午時《ひる》も過ぎたところで

そのうちに午時《ひる》も過ぎたところで、東の方からかの稚児髷の少女が来た。女の家は直《す》ぐそこであった。それは門も家も大きく、蔀おろし簾たれこめた夢の中に見たのとすこしもかわらない家であった。少女が入って往って、「傘の主|詣《もう》で給うを誘《いざな》い奉る」と云うと、真女児が出て来て、南面《みなみおもて》の室《へや》に豊雄をあげた。板敷の間に床畳《とこだたみ》を設けた室で、几帳御厨子《きちょうみずし》の餝《かざり》、壁代《かべしろ》の絵なども皆古代のもので、倫《なみ》の人の住居ではなかった。真女児は豊雄に御馳走《ごちそう》した。真女児は己《じぶん》はこの国の受領の下司《しもづかさ》県《あがた》の何某《なにがし》が妻であったが、この春夫が歿《な》くなったので、力と頼むものもない。「昨日《きのう》の雨のやどりの御恵に、信《まこと》ある御方《おんかた》にこそとおもう物から、今より後《のち》の齢《よわい》をもて、御宮仕《おんみやづかえ》し奉らばや」と云った。豊雄は元より願うところであるが、「親兄弟《おやはらから》に仕うる身の、おのが物とては爪髪《そうはつ》の外なし、何を禄《ろく》に迎えん便《たより》もなければ」と云った。真女児は貴郎《あなた》が時どきここへ来ていっしょにいてくれるならいいと云って、金銀《こがねしろがね》を餝った太刀を出して来て、これは前《さき》の夫の帯びていたものだと云ってくれた。 豊雄は真女児に是非泊ってゆけと止められたが、家へ無断で泊っては叱《しか》られるから、明日の晩泊ってもかまわないようにして来ると云って帰って来たが、朝になって兄の太郎《たろう》は、地曳網《じびきあみ》のかまえをするつもりで、外へ出ようと思って豊雄の閨房《ねや》の前を通りながら見ると、豊雄の枕頭《まくらもと》に置いた太刀が消え残《のこり》の灯《ともしび》にきらきらと光っていた。太郎は驚いて聞くと、某人《さるひと》からもらったものだと云った。父親も聞きつけてそこへ来、母親も来て詮議《せんぎ》すると、直接それを云うは恥かしいと云うので、太郎の妻がそれを聞くことになった。そこで、豊雄が真女児のことを云うと、嫂《あによめ》は、「男子《おのこ》のひとり寝し給うが、兼《かね》ていとおしかりつるに、いとよきことぞ」と云ってその夜《よ》太郎に豊雄に女のできたことを話した。太郎は眉《まゆ》を顰《ひそ》めて、「この国の守《かみ》の下司に、県の何某と云う人を聞かず、我家|保正《おさ》なればさる人の亡くなり給いしを聞えぬ事あらじを」と云って彼《か》の太刀を精《くわ》しく見て驚いた。
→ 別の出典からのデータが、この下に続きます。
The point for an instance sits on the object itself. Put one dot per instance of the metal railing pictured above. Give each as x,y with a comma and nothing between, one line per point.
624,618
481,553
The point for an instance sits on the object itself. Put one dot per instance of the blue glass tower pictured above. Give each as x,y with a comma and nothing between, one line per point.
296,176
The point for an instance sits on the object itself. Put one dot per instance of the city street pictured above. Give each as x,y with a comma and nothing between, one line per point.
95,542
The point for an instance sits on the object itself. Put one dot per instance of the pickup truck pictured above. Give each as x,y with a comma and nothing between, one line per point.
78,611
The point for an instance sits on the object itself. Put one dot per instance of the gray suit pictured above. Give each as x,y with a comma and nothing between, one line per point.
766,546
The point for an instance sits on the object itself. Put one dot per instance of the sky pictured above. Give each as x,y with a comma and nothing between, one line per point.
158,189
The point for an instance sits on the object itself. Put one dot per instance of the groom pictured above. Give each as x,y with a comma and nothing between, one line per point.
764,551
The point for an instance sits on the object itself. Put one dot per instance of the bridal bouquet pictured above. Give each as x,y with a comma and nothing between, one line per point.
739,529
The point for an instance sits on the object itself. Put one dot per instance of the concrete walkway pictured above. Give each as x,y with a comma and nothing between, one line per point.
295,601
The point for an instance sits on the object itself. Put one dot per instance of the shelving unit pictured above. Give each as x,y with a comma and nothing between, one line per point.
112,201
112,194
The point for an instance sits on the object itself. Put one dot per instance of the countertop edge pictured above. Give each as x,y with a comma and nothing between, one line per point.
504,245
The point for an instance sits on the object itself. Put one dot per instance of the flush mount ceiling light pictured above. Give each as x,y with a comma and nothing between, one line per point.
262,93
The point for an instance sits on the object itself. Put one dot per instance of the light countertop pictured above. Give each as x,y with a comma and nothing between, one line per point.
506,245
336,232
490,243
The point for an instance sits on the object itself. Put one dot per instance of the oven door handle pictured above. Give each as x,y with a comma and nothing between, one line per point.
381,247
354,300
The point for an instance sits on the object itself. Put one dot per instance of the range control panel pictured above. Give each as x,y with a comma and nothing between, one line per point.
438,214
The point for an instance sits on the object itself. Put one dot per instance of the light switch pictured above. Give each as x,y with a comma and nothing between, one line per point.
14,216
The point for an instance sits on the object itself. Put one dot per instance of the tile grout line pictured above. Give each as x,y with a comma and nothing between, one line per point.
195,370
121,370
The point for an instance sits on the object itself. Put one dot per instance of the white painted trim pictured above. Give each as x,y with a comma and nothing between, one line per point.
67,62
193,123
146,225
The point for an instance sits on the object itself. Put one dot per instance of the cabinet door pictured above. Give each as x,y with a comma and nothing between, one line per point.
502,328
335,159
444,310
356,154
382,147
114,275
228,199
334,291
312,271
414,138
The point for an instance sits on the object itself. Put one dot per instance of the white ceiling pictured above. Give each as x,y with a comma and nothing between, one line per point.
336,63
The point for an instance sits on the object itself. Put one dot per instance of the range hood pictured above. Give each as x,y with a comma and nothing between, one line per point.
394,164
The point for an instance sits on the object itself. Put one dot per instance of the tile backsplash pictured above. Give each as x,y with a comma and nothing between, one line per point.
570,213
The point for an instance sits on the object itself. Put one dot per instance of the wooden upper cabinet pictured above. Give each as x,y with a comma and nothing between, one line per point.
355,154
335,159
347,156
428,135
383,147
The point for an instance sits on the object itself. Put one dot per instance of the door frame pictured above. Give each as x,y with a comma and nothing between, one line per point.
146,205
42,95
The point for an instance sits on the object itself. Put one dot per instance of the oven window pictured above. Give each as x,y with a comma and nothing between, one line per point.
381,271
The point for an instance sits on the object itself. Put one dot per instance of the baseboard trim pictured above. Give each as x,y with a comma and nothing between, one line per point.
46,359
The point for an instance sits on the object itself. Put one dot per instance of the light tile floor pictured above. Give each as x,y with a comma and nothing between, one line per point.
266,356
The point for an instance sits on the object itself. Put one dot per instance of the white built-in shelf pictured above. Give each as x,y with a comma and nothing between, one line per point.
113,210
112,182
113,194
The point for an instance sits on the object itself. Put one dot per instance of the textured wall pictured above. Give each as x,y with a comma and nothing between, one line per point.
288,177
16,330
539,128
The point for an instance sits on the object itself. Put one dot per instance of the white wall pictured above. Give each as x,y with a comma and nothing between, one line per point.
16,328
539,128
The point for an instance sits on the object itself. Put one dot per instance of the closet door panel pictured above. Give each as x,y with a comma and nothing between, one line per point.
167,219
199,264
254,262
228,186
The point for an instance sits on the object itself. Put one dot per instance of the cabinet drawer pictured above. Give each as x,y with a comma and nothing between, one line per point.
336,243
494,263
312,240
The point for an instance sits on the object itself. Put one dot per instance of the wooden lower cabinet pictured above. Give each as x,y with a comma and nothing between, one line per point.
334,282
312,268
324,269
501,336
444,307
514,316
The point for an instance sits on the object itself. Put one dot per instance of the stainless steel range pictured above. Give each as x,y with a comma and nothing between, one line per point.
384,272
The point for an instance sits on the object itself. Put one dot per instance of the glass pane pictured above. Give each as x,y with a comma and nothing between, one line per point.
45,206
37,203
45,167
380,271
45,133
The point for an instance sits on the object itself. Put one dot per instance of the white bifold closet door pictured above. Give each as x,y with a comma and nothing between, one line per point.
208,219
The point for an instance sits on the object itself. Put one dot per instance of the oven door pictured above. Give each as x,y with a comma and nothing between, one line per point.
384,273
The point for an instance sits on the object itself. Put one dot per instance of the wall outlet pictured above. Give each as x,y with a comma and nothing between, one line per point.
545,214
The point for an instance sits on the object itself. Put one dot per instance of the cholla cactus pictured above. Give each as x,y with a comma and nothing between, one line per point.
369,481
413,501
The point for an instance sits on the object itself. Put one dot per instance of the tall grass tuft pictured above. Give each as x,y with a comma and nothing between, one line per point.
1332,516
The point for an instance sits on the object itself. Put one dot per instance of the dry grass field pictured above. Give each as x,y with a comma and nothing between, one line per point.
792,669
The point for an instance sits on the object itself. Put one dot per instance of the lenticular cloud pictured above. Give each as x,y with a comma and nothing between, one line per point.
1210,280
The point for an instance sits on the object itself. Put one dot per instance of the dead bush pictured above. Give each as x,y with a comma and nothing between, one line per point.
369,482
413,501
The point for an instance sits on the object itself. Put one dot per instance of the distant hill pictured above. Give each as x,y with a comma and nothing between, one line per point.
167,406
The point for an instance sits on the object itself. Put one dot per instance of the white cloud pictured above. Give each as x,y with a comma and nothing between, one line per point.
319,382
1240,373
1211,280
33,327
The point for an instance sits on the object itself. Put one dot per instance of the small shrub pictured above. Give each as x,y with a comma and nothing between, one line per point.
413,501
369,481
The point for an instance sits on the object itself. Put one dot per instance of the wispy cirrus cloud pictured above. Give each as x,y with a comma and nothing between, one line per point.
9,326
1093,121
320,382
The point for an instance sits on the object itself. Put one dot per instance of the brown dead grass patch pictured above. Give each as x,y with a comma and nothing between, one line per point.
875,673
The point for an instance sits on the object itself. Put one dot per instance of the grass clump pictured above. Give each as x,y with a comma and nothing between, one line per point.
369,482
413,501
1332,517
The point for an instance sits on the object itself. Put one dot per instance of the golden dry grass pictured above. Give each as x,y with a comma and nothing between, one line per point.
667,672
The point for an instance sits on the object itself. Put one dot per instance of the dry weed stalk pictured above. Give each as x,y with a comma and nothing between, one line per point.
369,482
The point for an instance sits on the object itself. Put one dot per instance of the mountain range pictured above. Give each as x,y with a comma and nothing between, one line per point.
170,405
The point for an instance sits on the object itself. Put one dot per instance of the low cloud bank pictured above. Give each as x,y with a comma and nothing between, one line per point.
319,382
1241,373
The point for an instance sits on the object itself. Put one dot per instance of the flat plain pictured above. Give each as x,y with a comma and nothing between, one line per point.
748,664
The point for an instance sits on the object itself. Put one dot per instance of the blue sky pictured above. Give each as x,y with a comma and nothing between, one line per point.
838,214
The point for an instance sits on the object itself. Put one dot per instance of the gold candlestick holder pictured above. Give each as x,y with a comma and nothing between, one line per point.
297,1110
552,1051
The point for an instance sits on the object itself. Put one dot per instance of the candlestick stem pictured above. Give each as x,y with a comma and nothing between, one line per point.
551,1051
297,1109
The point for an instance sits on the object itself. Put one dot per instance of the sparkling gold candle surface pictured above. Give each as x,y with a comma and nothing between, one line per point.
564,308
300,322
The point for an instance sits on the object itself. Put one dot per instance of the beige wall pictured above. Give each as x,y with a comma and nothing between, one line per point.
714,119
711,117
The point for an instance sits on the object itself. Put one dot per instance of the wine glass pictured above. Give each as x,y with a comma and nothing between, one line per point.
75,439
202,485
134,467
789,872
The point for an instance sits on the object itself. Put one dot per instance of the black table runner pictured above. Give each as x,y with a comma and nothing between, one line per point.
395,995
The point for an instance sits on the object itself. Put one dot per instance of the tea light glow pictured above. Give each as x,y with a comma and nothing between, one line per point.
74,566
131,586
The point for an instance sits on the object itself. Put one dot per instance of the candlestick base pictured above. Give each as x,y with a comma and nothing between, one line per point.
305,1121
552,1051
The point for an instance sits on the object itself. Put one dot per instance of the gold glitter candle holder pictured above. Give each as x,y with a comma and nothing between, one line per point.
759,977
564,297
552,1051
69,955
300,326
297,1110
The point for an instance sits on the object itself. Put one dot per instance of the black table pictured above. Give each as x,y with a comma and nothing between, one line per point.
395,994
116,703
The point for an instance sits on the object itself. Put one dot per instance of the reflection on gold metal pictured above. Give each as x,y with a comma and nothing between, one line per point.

それは都の大臣殿《おおいどの》から熊野権現《くまのごんげん》に奉ったもので、そのころ盗まれた神宝《かんだから》の一つであった。父親は太郎からそれを聞いて、「他よりあらわれなば、この家をも絶《たや》されん、祖《みおや》の為《ため》子孫《のち》の為には、不孝の子一人|惜《おし》からじ、明《あす》は訴え出《い》でよ」と云って大宮司《だいぐじ》の許《もと》へ訴えさした。大宮司の許へ来て盗人の詮議をしていた助《すけ》の君《きみ》文室広之《ぶんやのひろゆき》は、武士十人ばかりをやって豊雄を捕えさした。 豊雄は涙を流して身の明しを立てようとした。